Buses, trucks, mail delivery vehicles and cars need roads to make connections everywhere as the population continues to increase. People still will need food, products and services, which cannot be provided by the Purple Line and the Corridor Cities Transitway.

Public transport transit systems cost 4.51 times more per passenger mile than cars according to the Urban Transport Fact Book. Now that vehicles are becoming more energy-efficient (my gas-electric Prius gets 45 to 50 miles per gallon) and new types of energy sources for transportation are coming online, the need for roads will continue to increase. More limited-access roads like the ICC and Interstate roads will be needed to help improve the fuel (energy) use for trucks, buses and multimodal non-rail passenger transport.
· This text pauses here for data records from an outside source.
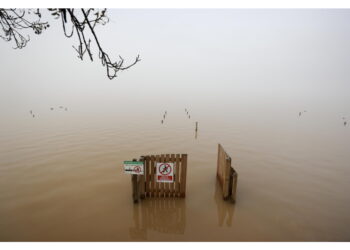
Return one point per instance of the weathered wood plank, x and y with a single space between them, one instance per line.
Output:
183 174
172 185
177 176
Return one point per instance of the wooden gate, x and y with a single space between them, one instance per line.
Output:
147 186
226 175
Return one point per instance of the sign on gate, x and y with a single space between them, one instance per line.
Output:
165 172
133 167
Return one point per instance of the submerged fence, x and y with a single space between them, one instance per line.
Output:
148 185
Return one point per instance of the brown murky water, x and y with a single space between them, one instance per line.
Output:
244 75
62 179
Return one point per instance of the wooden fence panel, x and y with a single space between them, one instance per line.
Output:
226 175
147 185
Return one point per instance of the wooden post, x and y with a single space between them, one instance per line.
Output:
141 181
135 190
135 187
234 186
183 175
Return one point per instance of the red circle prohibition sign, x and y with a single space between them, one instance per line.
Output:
164 169
137 169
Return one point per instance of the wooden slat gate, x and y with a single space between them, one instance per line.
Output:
226 175
147 186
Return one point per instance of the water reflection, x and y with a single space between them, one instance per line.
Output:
225 209
166 216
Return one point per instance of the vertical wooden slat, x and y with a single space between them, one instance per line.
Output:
172 185
161 184
226 179
177 177
153 187
183 174
167 185
218 161
148 176
234 186
157 193
135 196
142 182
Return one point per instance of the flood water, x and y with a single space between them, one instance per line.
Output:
61 172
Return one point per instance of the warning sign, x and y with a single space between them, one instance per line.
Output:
165 172
133 167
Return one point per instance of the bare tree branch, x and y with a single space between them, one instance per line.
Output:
13 20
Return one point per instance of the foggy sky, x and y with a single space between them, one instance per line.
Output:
189 55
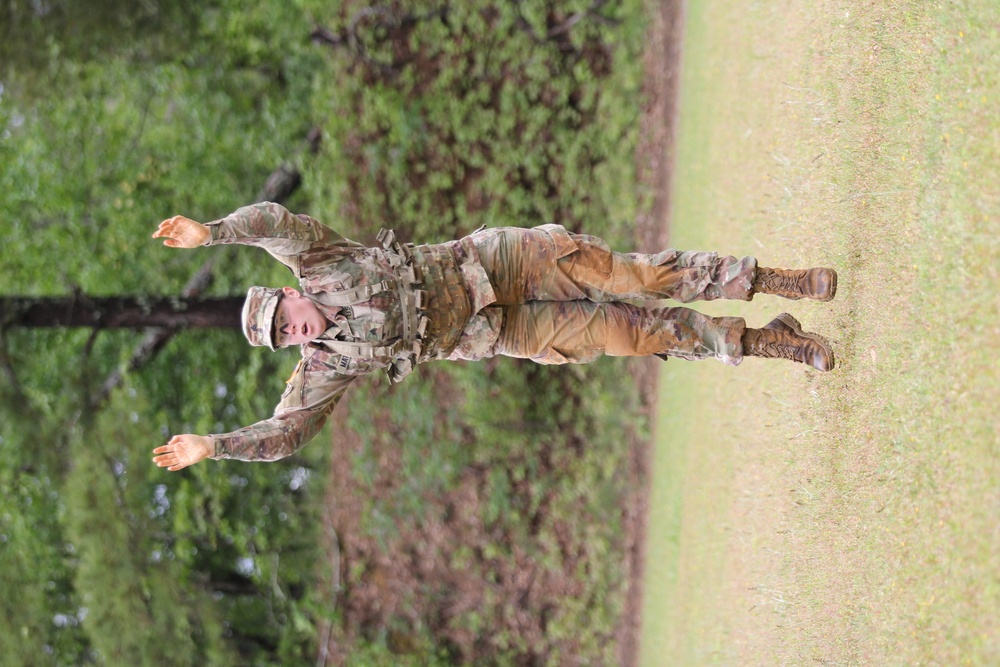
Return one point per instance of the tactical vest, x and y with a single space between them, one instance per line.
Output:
433 299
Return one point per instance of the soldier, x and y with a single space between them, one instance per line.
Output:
543 294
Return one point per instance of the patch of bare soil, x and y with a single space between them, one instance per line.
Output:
381 582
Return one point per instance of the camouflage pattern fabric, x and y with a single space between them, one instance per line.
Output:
543 293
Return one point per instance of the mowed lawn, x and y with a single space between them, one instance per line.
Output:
852 517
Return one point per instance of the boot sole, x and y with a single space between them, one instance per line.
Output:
796 326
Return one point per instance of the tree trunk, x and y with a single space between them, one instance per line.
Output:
121 312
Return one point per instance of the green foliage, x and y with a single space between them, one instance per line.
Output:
433 123
475 119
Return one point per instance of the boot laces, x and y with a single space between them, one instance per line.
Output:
782 281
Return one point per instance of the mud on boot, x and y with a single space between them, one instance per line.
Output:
783 338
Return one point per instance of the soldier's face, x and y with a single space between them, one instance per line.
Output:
297 320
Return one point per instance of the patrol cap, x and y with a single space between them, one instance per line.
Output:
258 315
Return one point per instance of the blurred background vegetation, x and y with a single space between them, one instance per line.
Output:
430 118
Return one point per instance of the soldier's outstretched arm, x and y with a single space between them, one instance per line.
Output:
182 232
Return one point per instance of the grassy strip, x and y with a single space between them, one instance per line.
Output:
847 518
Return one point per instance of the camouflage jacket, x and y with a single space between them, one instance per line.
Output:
325 263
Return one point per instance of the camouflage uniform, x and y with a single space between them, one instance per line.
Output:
545 294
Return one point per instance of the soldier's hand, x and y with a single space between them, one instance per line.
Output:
181 232
182 451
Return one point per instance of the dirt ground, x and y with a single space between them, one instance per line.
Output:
386 589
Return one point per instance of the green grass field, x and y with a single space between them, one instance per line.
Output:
848 518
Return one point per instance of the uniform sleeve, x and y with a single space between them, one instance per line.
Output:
276 229
313 391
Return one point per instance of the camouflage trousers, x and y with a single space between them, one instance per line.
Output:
561 298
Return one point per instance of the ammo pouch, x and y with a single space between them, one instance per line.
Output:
433 299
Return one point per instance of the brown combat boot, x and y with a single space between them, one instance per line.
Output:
783 338
817 283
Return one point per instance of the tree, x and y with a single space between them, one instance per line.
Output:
120 312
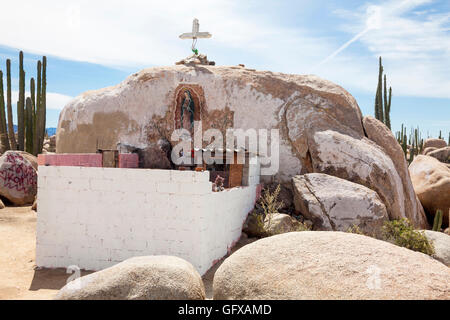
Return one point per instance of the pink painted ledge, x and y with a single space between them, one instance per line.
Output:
126 160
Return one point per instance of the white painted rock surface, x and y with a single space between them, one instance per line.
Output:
320 123
141 109
441 243
18 178
139 278
431 181
336 204
329 265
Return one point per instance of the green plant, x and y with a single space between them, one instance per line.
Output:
437 222
269 201
30 114
402 233
355 229
382 99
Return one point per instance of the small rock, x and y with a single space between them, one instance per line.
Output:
329 265
139 278
18 177
431 181
441 242
442 154
337 204
428 150
277 223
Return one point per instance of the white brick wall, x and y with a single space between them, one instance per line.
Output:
97 217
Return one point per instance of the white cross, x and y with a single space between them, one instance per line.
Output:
195 34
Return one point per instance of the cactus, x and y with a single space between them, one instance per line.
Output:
31 112
437 223
383 101
21 106
12 137
29 125
3 129
42 112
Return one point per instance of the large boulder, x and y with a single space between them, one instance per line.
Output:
329 265
319 123
379 133
441 243
142 109
436 143
139 278
18 177
431 181
363 162
336 204
442 154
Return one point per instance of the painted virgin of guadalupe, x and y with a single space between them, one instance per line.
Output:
187 111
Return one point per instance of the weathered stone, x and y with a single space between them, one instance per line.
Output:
277 223
336 204
363 162
441 243
379 133
442 154
18 177
329 265
437 143
285 196
305 109
431 181
142 109
32 159
156 156
428 150
139 278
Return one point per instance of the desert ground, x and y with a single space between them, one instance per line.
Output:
19 277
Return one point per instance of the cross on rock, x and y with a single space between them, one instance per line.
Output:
195 34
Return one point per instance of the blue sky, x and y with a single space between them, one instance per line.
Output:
93 44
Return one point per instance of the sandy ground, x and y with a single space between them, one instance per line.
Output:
19 277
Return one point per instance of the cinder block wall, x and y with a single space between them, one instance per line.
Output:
97 217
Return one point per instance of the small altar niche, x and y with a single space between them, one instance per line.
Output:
244 167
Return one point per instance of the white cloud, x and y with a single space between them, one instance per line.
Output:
54 100
415 46
136 32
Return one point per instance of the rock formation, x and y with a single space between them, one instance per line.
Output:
329 265
320 124
139 278
441 243
18 177
436 143
431 181
335 204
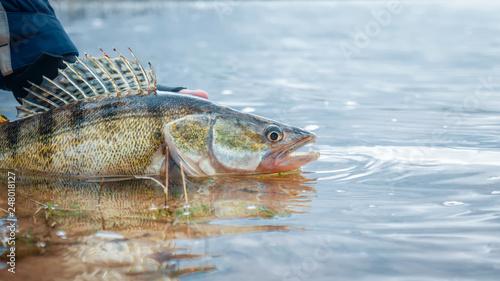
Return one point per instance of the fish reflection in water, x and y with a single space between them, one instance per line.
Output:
123 230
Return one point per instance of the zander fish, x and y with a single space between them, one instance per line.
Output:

Light Rail Transit (LRT) trolley as proposed for the Purple Line and the Corridor Cities Transitway is the worst form of public transit according to historical data. However, driverless elevated monobeam-monorail is less costly to build and more efficient to operate than LRT. It can pay for itself in less than 20 years; it has the capacity nearly that of Metrorail and it’s environmentally friendly. Also, it doesn’t create congestion like LRT surface rail does.

So, why do people like Mr. Henn and others not want to improve and build roads that are much more cost-effective, useful and friendly for taxpayers?